Although American doctors have access to the best facilities, machines and materials, physicians in other nations have a competitive advantage that comes from higher volume. The best way to hone any medical skill is through repetition and experience. American surgeons lag their global colleagues in this area.
U.S. clinicians bring a wealth of knowledge that can greatly benefit doctors worldwide, yet there are equally rich lessons to learn from the experiences and practices of physicians abroad.
In the U.S. today, doctors adhere to minimum surgical volume standards. Patient outcomes would improve tremendously if, instead, our nation set benchmarks for superior performance. Combining high-volume surgical experience with our advanced technologies and top-notch facilities would produce superlative clinical outcomes.
But first, America’s health care professionals need to embrace humility and be open to learning from our global colleagues.
U.S. resources are vast but access is still scarce
In countries like the Philippines, health care challenges are magnified by economic constraints. Despite government coverage, per capita health care spending remains low, under $200 annually. This financial reality forces difficult choices, leaving significant gaps between the health care needs of the population and the services available.
Witnessing these disparities firsthand is a poignant reminder of the abundance the United States enjoys, with health care spending now exceeding $13,000 per American. And yet, despite our nation’s wealth, independent studies reveal that U.S. health care ranks last among a dozen wealthy nations and near the bottom of 38 OECD countries in more than a dozen health measures.

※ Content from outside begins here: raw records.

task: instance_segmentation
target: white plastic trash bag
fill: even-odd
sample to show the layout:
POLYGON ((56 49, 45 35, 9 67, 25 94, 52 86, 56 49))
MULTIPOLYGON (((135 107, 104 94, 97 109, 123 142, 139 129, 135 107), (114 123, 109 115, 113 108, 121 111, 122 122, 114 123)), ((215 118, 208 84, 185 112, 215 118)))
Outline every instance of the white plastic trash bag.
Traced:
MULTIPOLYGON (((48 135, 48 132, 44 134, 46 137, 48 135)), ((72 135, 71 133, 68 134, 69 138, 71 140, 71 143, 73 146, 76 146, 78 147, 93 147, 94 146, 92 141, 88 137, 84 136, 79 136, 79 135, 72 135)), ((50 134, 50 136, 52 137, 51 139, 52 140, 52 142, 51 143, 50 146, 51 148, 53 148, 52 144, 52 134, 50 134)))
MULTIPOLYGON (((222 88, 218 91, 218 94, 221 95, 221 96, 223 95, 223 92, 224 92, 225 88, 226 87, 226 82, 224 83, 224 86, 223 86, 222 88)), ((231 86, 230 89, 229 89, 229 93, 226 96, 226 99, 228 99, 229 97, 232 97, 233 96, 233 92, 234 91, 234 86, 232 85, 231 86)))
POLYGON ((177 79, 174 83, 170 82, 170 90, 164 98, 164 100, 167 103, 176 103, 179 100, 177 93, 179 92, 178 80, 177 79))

The United States has earned its distinction as home to the most expensive and least effective health care system in the developed world. This isn’t just because of our 30 million uninsured citizens (and tens of millions who are underinsured). It’s the result of decades of underinvestment in primary care, tolerance of inefficient hospital systems and exorbitant drug prices.
The challenge of transforming American health care is daunting, and it requires a willingness to embrace change and confront uncomfortable truths. Observing the efficiency and ingenuity of less affluent nations inspires a reevaluation of our own care-delivery practices and health care finances.
The biggest problem in our health care system isn’t a lack of money. It’s the deficit in leadership and innovation.
Volunteering on global missions offers invaluable perspectives that could catalyze change in the United States. I’m optimistic that by learning from countries that achieve remarkable outcomes with modest means, we can enhance clinical outcomes, reduce clinician burnout, and make quality health care accessible and affordable for all Americans.